La fracture numérique aggrave ces problèmes. Malgré les initiatives gouvernementales en matière de large bande, environ 18% des Canadiens ruraux n’ont toujours pas accès à Internet fiable, selon les données du CRTC. Pour ces citoyens, le courrier physique reste essentiel pour tout, des services gouvernementaux aux opérations bancaires.
Le critique de l’opposition conservatrice James Bezan s’est emparé de la crise, la qualifiant « d’exemple supplémentaire de la mauvaise gestion libérale des actifs de l’État. » Son alternative proposée—une privatisation partielle tout en maintenant les obligations de service—a suscité de vives critiques du NPD et du Bloc Québécois.
« La privatisation serait un désastre pour les petites communautés, » soutient le chef du NPD Jagmeet Singh. « Regardez ce qui s’est passé avec d’autres services privatisés—les prix augmentent, le service se détériore, et les zones rurales sont abandonnées. »

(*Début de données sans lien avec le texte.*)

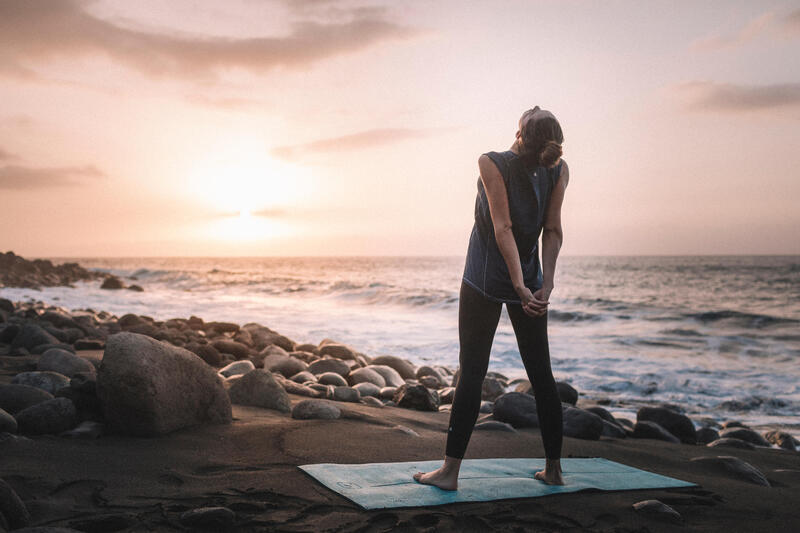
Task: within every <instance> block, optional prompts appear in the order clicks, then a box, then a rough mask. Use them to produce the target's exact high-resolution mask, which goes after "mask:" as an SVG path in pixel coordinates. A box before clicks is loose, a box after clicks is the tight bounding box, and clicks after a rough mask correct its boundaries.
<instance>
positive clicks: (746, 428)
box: [719, 427, 770, 446]
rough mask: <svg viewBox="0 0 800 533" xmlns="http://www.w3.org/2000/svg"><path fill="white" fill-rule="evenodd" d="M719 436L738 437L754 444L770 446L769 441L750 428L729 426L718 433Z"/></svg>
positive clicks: (735, 437) (733, 437)
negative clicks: (732, 426)
mask: <svg viewBox="0 0 800 533" xmlns="http://www.w3.org/2000/svg"><path fill="white" fill-rule="evenodd" d="M719 436H720V438H727V439H739V440H743V441H746V442H749V443H750V444H755V445H756V446H770V443H769V441H767V439H765V438H764V437H762V436H761V435H760V434H759V433H757V432H755V431H753V430H752V429H750V428H743V427H729V428H725V429H723V430H722V431H720V433H719Z"/></svg>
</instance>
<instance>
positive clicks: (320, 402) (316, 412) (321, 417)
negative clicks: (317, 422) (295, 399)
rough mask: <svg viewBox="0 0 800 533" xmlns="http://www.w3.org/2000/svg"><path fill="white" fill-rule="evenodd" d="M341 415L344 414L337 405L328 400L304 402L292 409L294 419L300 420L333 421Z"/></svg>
mask: <svg viewBox="0 0 800 533" xmlns="http://www.w3.org/2000/svg"><path fill="white" fill-rule="evenodd" d="M341 414H342V412H341V410H340V409H339V408H338V407H337V406H336V404H335V403H333V402H330V401H328V400H319V399H313V400H302V401H300V402H298V403H296V404H295V406H294V407H293V408H292V418H297V419H300V420H307V419H311V418H319V419H323V420H332V419H335V418H339V417H340V416H341Z"/></svg>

L’opinion publique reste divisée. Un récent sondage Angus Reid montre que 54% des Canadiens soutiennent le maintien de Postes Canada comme entité entièrement publique, tandis que 31% favorisent une forme de privatisation, le reste étant indécis. Le soutien au service postal est plus fort chez les Canadiens âgés et ceux des régions rurales.

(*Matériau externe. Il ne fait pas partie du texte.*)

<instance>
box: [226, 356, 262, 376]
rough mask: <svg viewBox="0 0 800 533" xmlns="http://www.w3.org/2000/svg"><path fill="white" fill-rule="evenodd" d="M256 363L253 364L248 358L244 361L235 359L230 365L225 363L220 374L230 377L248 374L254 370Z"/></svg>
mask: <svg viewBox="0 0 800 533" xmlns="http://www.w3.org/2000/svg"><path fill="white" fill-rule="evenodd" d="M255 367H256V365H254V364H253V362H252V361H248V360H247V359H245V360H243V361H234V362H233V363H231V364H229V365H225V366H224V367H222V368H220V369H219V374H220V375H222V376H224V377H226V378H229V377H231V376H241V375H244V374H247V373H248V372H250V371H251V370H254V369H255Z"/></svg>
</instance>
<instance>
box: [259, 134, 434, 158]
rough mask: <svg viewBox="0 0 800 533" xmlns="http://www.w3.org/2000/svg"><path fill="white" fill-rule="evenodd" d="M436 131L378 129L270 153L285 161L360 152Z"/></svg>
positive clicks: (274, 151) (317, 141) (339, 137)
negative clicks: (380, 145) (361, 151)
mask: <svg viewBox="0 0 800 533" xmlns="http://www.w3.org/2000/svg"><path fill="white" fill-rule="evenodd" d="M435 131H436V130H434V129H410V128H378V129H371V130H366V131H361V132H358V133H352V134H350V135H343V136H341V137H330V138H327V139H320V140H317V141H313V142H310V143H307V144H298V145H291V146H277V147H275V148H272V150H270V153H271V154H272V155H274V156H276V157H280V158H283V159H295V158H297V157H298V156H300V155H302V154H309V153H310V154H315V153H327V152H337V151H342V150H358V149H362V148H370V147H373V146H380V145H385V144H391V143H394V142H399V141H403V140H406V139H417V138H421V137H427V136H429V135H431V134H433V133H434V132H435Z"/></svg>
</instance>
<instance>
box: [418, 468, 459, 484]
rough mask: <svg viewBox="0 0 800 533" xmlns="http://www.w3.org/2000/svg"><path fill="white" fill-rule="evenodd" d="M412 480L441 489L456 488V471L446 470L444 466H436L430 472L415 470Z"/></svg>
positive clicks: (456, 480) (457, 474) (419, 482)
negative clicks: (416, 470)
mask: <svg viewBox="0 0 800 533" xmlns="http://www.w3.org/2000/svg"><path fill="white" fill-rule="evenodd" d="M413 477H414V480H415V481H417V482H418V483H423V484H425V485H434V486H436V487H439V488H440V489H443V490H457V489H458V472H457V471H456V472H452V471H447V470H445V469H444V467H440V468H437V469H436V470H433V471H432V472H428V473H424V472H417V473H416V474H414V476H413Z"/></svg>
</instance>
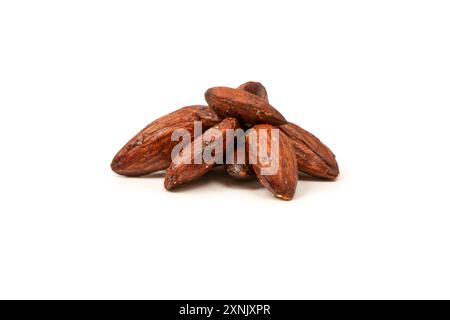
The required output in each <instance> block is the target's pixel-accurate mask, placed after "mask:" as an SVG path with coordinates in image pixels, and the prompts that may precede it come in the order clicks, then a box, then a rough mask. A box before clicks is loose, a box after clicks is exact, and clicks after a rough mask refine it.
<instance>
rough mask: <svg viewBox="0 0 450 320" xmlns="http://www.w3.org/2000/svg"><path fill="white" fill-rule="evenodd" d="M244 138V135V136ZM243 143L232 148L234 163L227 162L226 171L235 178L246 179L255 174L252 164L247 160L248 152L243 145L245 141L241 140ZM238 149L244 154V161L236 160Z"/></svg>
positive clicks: (247, 159) (237, 158) (240, 179)
mask: <svg viewBox="0 0 450 320" xmlns="http://www.w3.org/2000/svg"><path fill="white" fill-rule="evenodd" d="M244 139H245V137H244ZM243 142H244V144H243V145H239V144H237V145H236V148H235V149H234V163H232V164H227V166H226V167H227V173H228V175H229V176H231V177H233V178H235V179H239V180H241V179H247V178H251V177H254V176H255V171H253V168H252V166H251V165H250V164H249V162H248V152H247V150H246V147H245V141H243ZM238 150H240V151H241V152H242V151H243V154H244V156H245V162H244V163H239V162H238V160H240V159H238Z"/></svg>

Au centre commercial Rideau hier, j’ai interrogé des clients sur leur utilisation des services postaux. Le fossé générationnel était frappant. Marion Williams, 72 ans, visite son bureau de poste local chaque semaine: « Je paie encore mes factures par la poste et j’envoie des cartes à mes petits-enfants. » En revanche, Alex Nguyen, étudiant de 23 ans, ne se souvenait pas de la dernière fois qu’il avait envoyé une lettre: « Tout ce dont j’ai besoin est numérique. J’utilise Postes Canada uniquement quand je commande quelque chose en ligne. »
Le syndicat a proposé une vision alternative—l’expansion vers de nouveaux domaines de service comme les services bancaires postaux, les centres communautaires et les partenariats de livraison du dernier kilomètre avec les services gouvernementaux. Ils soulignent des modèles internationaux réussis comme New Zealand Post, qui s’est diversifié dans les services numériques tout en maintenant l’infrastructure physique.

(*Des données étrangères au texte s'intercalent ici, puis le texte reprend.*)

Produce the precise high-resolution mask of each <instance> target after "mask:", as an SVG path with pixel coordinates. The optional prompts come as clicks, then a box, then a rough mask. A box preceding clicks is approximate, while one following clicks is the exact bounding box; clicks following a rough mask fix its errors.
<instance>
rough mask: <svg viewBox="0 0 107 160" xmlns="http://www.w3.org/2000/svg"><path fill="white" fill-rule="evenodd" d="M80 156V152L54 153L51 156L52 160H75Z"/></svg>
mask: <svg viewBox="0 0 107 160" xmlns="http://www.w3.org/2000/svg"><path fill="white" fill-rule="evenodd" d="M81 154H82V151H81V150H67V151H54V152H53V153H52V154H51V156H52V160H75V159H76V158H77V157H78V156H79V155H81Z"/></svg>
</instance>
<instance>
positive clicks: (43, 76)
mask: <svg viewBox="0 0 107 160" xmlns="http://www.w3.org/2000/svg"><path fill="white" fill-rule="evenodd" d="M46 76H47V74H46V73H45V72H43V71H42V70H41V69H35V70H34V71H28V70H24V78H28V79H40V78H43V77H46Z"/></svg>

Alors que les préparatifs de grève s’accélèrent et que l’insolvabilité se profile, les Canadiens pourraient bientôt faire face à des perturbations dans tout, de la livraison des passeports à l’expédition des petites entreprises. Le gouvernement a promis des plans d’urgence mais n’a pas encore communiqué les détails.
Debout devant la Colline du Parlement où les travailleurs postaux manifestaient hier, j’ai été rappelé qu’il ne s’agit pas seulement de courrier—il s’agit du type de services publics que les Canadiens valorisent dans un monde de plus en plus numérique. Quelle que soit la solution qui émergera, elle révélera beaucoup sur nos priorités en tant que nation.
Le compte à rebours est lancé. L’action de grève pourrait commencer dès le 1er juin, tandis que les analystes financiers prévoient que les réserves de trésorerie de Postes Canada seront épuisées d’ici août sans intervention. Pour un service qui précède la Confédération elle-même, les semaines à venir pourraient déterminer si cette institution canadienne s’adapte pour une autre génération ou devient une relique de notre passé analogique.